To understand why one must think about Structure, it helps to consider the reason academic writers do more than simply state their thesis, or knowledge contribution, and leave it at that. Why isn’t it enough to just announce the big idea in clear terms–much the way one is supposed to do in the introduction of an essay, chapter, or article–and count that as a job well done? The answer, of course, is that there is a difference between understanding the broad outlines of a knowledge contribution and really comprehending the nuance and complexity of the knowledge being proposed. Put differently, while a reader can understand an introductory statement quite easily, it takes a lot more to get that reader to have a deep appreciation of the knowable thing that lies behind that statement. For an academic writer, structuring the paragraphs and sections that come after an essay’s introduction has everything to do with the hard work of moving readers beyond a superficial, preliminary understanding of the knowledge being proposed.

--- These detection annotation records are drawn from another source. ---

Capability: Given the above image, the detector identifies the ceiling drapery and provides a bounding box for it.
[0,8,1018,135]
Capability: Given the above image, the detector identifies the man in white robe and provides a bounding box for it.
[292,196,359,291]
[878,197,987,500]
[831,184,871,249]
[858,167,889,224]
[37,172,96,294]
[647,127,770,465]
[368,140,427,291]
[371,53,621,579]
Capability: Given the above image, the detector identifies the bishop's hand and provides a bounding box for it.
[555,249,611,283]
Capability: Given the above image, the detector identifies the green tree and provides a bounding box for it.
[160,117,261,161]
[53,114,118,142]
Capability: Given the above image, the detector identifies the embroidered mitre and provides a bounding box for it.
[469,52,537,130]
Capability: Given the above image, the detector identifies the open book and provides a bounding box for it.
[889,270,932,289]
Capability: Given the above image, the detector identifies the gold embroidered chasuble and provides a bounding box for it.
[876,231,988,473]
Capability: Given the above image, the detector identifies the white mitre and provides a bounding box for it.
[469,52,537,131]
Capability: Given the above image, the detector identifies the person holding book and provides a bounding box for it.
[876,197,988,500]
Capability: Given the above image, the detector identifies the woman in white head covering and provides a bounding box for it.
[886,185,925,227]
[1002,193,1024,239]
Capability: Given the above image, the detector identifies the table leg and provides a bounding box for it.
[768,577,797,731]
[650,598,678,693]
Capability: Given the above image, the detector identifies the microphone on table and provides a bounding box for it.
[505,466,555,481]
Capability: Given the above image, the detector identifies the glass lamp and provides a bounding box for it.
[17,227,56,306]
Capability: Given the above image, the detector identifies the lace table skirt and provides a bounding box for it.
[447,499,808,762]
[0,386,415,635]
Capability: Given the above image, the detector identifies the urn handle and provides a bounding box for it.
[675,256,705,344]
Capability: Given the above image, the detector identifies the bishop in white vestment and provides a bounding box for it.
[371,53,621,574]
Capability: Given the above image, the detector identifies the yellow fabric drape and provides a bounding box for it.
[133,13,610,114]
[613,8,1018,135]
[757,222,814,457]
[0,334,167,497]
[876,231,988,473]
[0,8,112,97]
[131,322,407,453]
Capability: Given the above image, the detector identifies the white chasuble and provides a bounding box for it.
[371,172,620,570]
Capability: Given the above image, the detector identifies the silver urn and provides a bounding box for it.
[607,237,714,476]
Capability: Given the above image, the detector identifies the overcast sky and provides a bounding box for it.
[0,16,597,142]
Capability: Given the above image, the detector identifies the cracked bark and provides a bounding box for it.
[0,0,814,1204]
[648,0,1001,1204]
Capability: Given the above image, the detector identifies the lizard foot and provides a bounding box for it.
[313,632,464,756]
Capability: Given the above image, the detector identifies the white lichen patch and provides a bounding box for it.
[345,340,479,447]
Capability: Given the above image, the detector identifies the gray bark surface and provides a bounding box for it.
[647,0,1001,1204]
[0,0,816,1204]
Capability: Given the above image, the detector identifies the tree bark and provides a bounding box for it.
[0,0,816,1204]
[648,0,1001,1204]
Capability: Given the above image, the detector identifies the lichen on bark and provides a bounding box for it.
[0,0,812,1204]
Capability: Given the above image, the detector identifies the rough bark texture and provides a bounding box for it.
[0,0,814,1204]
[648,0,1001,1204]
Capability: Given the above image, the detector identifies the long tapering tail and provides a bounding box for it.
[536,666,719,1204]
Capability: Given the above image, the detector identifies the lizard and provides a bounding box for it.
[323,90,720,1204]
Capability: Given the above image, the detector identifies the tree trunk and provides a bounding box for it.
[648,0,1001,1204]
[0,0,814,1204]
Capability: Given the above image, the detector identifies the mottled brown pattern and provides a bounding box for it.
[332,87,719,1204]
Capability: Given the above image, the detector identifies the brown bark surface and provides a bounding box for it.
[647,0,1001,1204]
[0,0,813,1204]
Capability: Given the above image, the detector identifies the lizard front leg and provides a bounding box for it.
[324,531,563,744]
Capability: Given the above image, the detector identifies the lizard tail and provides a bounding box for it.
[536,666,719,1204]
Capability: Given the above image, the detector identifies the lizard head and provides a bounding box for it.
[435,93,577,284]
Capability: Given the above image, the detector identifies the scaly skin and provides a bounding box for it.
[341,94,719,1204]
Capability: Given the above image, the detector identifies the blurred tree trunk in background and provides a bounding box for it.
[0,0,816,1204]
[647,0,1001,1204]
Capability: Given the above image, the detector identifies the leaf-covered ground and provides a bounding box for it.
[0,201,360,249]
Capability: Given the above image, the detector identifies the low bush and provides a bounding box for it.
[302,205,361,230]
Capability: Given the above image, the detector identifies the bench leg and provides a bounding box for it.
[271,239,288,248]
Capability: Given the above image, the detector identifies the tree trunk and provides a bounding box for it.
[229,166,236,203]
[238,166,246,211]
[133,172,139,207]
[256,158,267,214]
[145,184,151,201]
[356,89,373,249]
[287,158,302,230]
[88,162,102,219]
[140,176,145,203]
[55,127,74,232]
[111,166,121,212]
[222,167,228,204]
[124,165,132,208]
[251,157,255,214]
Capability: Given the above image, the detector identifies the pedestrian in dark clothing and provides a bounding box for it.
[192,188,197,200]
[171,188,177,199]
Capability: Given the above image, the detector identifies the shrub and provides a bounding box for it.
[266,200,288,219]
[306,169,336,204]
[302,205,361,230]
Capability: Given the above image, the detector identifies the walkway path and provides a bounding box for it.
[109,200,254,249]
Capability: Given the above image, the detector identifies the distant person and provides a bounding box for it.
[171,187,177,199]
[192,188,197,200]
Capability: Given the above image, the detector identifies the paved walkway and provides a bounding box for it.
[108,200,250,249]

Revising your way toward a clear and effective structure is essential because of two inescapable conditions under which your reader is encountering your work:

  1. Your reader begins from a position of relative ignorance. While readers may come to your piece with some existing knowledge that is relevant, they don’t know nearly as much as you do about the existing scholarly conversation, your original research, the conclusions you’ve reached, the analysis that supports your conclusions, and information you understand to provide necessary context, among other things.
  2. Your reader can only encounter your work sentence by sentence, paragraph by paragraph, which means that each step has to make sense to them in the absence of all the steps that have not yet taken place in the paper.

As a writer, structural decisions can be challenging because your knowledge contribution makes the most sense to you when you think about it as a complete picture. Consequently, it can be very hard to figure out the right way to break your presentation into a sequence of steps that  “adds up” to a complete understanding for your reader. Revision strategies in this section offer ways to distance yourself from the complete understanding in your mind and to better consider the partial and accumulative process of understanding experienced by your reader as a direct result of your draft’s structure.